SU-E-T-137: Dosimetric Validation for Pinnacle, Acuros, AAA, and Brainlab Algorithms with Induced Inhomogenieties

Abstract

Purpose: To compare the dosimetric accuracy of the Eclipse 11.0 Acuros XB and Anisotropic Analytical Algorithm (AAA), Pinnacle-3 9.2 Collapsed Cone Convolution, and the iPlan 4.1 Monte Carlo (MC) and Pencil Beam (PB) algorithms using measurement as the gold standard. Methods: Ion chamber and diode measurements were taken for 6, 10, and 18 MV beams in a phantom made up of slab densities corresponding to solid water, lung, and bone. The phantom was setup at source-to-surface distance of 100 cm, and the field sizes were 3.0 × 3.0, 5.0 × 5.0, and 10.0 × 10.0 cm2. Data from the planning systems were computed along the central axis of the beam.
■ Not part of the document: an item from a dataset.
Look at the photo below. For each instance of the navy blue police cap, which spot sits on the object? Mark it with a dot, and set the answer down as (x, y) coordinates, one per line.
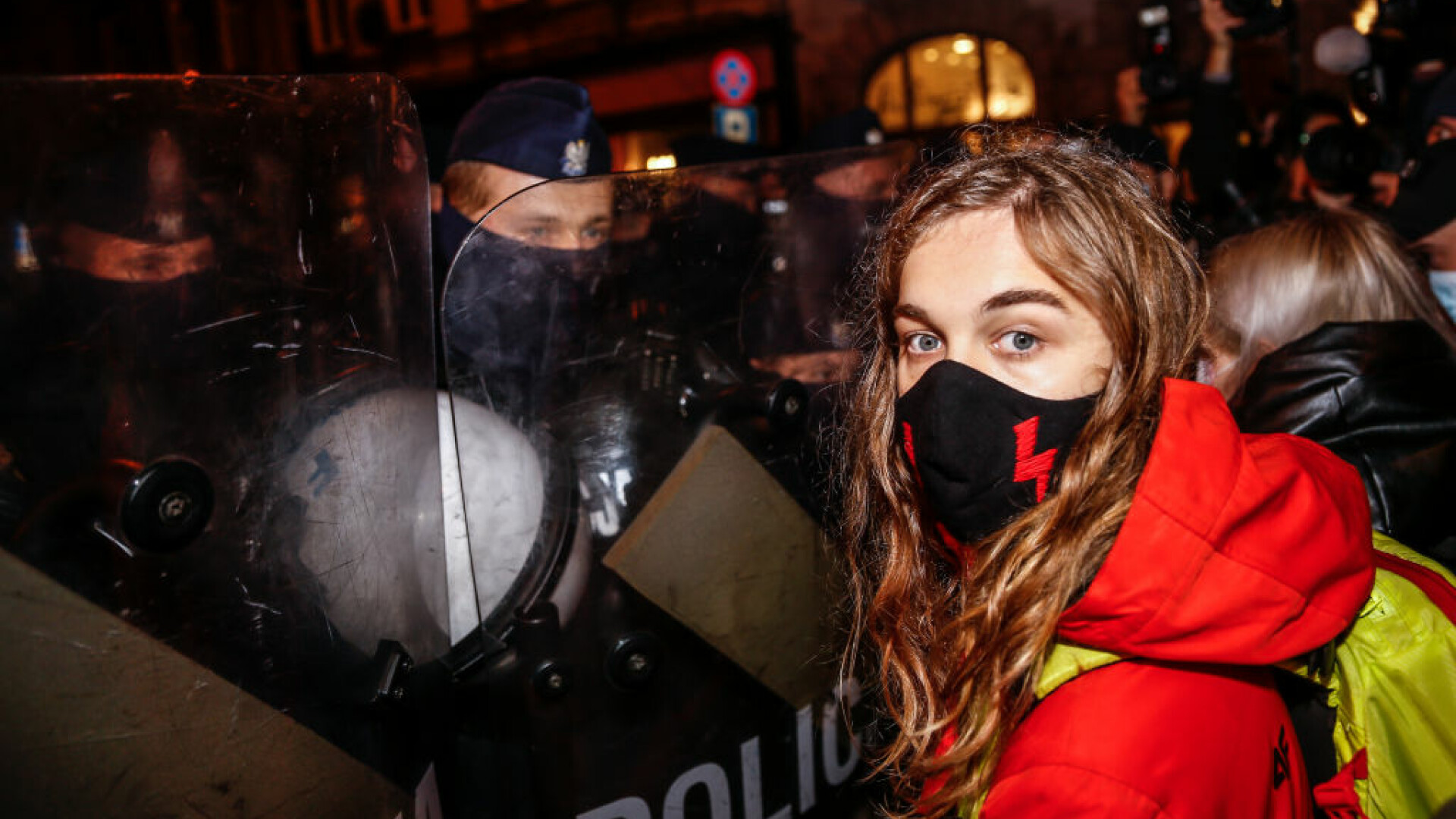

The measurements were taken using a pinpoint chamber and edge diode for interface regions. Results: The best agreement between data from the algorithms and our measurements occurs away from the slab interfaces. For the 6 MV beam, iPlan 4.1 MC software performs the best with 1.7% absolute average percent difference from measurement. For the 10 MV beam, iPlan 4.1 PB performs the best with 2.7% absolute average percent difference from measurement. For the 18 MV beam, Acuros performs the best with 2.0% absolute average percent difference from measurement. It is interesting to note that the steepest drop in dose occurred the at lung heterogeneity-solid water interface of the18 MV, 3.0 × 3.0 cm2 field size setup. In this situation, Acuros and AAA performed best with an average percent difference within −1.1% of measurement, followed by iPlan 4.1 MC, which was within 4.9%. Conclusion: This study shows that all of the algorithms perform reasonably well in computing dose in a heterogeneous slab phantom. Moreover, Acuros and AAA perform particularly well at the lung-solid water interfaces for higher energy beams and small field sizes.